As of 2024 and 2025, the grand prize winner of the World’s Ugliest Dog Contest receives $5,000 in cash, a trophy, and a prize package that has in recent years included a sponsorship deal with MUG Root Beer, the event’s main sponsor. Earlier winners in the competition’s history received smaller cash prizes, with past purses ranging from $1,000 to $1,500.
Who is Sam the dog and why is he famous?
Sam was a hairless Chinese Crested dog owned by Susie Lockheed of Santa Barbara, California, who won the World’s Ugliest Dog Contest three consecutive times between 2003 and 2005. He was completely blind, had sparse white tufts of hair, and was widely described as one of the most unusual-looking dogs ever to compete. Sam passed away in November 2005 at age 14 and remains the most decorated winner in the contest’s recorded history.
Is the World’s Ugliest Dog Contest cruel to dogs?
No. The World’s Ugliest Dog Contest requires all competing dogs to pass a veterinary health check before they can participate, confirming they are healthy and well cared for. The competition is widely regarded as a celebration of unconventional looks rather than a mockery of animals. The vast majority of competing dogs are rescues, and their owners use the platform to advocate for shelter adoption, anti-puppy mill legislation, and senior dog awareness.
Who was Scamp the Tramp and how did he win the ugliest dog contest?
Scamp the Tramp was a mixed-breed rescue dog found as a stray on the streets of Compton, California, and adopted by Yvonne Morones of Sunnyvale, California. He competed in the World’s Ugliest Dog Contest for four consecutive years before winning the title in 2019. His natural gray dreadlocks and wiry, unkempt coat became his signature look, and his owner described him as a “Rastafarian dog.” He beat out 18 other contestants for the title.
Has any dog from outside the United States won the World’s Ugliest Dog Contest?

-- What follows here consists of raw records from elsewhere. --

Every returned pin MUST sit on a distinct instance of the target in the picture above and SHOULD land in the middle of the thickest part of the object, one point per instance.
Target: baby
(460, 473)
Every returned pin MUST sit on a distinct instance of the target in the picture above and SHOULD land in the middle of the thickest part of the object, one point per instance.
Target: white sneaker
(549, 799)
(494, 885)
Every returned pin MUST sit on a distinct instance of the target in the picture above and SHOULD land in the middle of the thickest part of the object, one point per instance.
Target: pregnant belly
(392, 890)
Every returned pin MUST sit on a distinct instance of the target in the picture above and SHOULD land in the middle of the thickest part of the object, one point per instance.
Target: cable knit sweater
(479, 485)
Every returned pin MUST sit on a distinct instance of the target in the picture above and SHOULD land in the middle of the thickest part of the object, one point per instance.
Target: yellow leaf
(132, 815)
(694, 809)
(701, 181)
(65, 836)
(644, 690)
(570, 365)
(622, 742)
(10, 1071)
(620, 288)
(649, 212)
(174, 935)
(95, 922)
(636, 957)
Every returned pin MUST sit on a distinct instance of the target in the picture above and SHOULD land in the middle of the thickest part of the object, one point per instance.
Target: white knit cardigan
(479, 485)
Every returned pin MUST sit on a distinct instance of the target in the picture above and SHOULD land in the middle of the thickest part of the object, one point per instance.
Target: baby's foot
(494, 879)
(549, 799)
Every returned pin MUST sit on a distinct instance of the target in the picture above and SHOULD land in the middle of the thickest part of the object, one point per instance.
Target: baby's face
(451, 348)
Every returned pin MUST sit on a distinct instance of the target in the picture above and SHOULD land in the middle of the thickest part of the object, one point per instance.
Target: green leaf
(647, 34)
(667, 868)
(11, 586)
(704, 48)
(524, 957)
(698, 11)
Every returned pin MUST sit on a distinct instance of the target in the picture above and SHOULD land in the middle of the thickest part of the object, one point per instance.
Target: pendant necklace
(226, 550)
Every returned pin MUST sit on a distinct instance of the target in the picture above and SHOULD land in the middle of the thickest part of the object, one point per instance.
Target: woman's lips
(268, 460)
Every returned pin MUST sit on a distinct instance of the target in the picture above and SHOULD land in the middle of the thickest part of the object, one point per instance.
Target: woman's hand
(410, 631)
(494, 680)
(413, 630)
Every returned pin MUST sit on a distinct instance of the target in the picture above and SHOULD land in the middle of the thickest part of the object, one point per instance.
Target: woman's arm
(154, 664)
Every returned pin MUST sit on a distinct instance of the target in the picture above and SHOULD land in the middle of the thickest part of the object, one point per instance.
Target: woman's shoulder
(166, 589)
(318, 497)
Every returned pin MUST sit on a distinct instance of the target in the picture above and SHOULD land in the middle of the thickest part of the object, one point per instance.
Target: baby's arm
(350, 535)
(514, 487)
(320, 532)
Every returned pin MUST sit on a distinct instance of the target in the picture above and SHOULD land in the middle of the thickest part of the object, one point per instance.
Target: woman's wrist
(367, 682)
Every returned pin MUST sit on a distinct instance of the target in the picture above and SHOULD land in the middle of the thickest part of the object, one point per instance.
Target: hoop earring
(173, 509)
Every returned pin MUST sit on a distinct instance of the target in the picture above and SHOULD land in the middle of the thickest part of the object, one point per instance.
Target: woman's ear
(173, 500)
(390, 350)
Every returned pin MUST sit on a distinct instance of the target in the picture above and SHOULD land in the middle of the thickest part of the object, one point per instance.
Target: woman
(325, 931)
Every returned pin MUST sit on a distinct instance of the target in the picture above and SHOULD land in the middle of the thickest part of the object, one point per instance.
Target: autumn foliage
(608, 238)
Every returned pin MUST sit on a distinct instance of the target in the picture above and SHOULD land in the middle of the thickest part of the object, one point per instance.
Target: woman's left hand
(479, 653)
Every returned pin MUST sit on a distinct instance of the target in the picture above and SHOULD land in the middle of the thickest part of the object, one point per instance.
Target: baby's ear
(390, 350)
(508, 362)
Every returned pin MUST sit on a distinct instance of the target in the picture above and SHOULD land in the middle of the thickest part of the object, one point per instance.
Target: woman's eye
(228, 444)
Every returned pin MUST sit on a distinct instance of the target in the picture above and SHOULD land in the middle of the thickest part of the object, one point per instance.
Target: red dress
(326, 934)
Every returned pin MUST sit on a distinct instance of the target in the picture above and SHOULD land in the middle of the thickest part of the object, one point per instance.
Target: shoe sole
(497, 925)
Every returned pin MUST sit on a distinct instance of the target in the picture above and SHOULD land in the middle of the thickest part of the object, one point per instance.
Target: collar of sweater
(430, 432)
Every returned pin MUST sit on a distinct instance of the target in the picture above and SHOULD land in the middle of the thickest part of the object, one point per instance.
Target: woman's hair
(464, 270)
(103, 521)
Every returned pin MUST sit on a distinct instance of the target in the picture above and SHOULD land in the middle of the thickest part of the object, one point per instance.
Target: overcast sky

Yes. Mugly, an 8-year-old Chinese Crested owned by Bev Nicholson of Peterborough, England, became the first dog from outside the United States to win the World’s Ugliest Dog Contest when he took the title in 2012. His win brought significant international media attention to the competition and remains the only time a non-American dog has claimed the grand prize.
How can I enter my dog in the World’s Ugliest Dog Contest?

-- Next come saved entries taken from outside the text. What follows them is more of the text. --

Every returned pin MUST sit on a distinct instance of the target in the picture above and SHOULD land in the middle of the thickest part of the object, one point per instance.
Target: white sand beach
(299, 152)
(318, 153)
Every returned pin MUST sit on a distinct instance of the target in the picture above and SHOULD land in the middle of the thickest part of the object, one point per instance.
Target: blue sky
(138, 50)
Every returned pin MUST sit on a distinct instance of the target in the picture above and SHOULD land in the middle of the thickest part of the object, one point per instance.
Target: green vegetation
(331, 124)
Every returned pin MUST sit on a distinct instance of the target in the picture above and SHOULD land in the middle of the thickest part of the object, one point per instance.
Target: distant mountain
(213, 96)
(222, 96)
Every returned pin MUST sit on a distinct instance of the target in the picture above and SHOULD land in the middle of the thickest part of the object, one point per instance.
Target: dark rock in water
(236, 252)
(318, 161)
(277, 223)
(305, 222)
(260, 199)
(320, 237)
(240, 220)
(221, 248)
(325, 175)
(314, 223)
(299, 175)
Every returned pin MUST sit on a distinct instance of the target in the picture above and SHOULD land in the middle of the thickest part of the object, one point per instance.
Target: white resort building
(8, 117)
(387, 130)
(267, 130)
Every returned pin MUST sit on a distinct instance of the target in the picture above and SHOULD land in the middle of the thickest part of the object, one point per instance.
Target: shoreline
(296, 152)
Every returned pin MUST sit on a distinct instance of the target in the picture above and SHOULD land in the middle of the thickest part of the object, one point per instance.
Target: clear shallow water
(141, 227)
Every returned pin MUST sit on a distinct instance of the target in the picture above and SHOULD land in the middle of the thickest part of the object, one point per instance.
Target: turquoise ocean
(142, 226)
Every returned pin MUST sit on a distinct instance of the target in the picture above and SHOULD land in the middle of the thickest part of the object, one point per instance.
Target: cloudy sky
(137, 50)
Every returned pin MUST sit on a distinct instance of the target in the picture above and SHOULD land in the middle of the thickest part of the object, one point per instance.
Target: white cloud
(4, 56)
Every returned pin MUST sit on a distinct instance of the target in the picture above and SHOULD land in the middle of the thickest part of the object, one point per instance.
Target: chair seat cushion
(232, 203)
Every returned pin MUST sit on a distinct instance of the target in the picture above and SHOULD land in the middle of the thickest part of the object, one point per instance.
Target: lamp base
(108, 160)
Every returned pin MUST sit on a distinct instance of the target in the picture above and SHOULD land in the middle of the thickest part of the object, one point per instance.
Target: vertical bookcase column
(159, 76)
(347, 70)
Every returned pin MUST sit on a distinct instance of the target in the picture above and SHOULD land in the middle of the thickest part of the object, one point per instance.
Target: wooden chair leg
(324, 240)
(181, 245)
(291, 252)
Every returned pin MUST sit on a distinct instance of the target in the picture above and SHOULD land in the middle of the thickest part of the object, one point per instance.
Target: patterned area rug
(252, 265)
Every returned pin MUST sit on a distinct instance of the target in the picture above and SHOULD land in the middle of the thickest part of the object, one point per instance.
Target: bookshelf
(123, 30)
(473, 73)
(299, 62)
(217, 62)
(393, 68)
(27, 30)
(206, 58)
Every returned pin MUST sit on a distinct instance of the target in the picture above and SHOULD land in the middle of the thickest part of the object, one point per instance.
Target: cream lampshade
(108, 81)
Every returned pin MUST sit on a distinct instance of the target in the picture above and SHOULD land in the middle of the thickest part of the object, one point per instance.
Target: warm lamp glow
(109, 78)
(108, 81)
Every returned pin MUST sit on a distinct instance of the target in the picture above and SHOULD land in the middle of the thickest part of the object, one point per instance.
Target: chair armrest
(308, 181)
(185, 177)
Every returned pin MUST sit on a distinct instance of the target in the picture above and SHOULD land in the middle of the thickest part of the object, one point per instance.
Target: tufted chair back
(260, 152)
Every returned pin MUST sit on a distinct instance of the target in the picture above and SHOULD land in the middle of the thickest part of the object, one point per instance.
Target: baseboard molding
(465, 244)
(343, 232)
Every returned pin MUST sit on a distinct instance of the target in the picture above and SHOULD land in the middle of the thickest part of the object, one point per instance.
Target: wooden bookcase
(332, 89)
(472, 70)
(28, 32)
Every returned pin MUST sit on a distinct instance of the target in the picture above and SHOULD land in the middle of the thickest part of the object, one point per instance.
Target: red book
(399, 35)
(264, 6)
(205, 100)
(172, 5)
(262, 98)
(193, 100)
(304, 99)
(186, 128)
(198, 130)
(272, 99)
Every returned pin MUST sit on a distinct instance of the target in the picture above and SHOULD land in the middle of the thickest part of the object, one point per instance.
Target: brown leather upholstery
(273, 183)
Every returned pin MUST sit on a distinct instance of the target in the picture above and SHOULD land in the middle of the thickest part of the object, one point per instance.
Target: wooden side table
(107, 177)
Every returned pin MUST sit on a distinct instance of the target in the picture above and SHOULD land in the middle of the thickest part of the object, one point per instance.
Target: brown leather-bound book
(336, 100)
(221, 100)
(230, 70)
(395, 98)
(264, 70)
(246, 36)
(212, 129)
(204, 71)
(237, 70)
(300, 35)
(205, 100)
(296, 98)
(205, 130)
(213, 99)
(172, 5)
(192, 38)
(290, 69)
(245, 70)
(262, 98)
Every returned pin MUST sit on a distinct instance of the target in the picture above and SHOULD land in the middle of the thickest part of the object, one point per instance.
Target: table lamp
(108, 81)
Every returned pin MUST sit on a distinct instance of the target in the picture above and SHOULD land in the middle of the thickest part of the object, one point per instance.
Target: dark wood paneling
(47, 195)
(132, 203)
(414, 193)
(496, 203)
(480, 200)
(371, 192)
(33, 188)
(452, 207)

To enter the World’s Ugliest Dog Contest, dog owners must register through the Sonoma-Marin Fair’s official website during the open entry period, which typically runs in the weeks leading up to the fair. All competing dogs must be accompanied by a current veterinary health certificate confirming good health. The contest is open to dogs of all breeds, sizes, and ages, and there is no requirement that a dog be a rescue, though the majority of competitors are.
What happened to the World’s Ugliest Dog Contest during the COVID-19 pandemic?
The World’s Ugliest Dog Contest did not run in 2020 or 2021 due to the COVID-19 pandemic and the cancellation of the Sonoma-Marin Fair during those years. The competition returned in 2022 with Mr. Happy Face, a 17-year-old Chihuahua mix, taking the title. The two-year absence made the 2022 return one of the most anticipated editions of the contest in recent memory.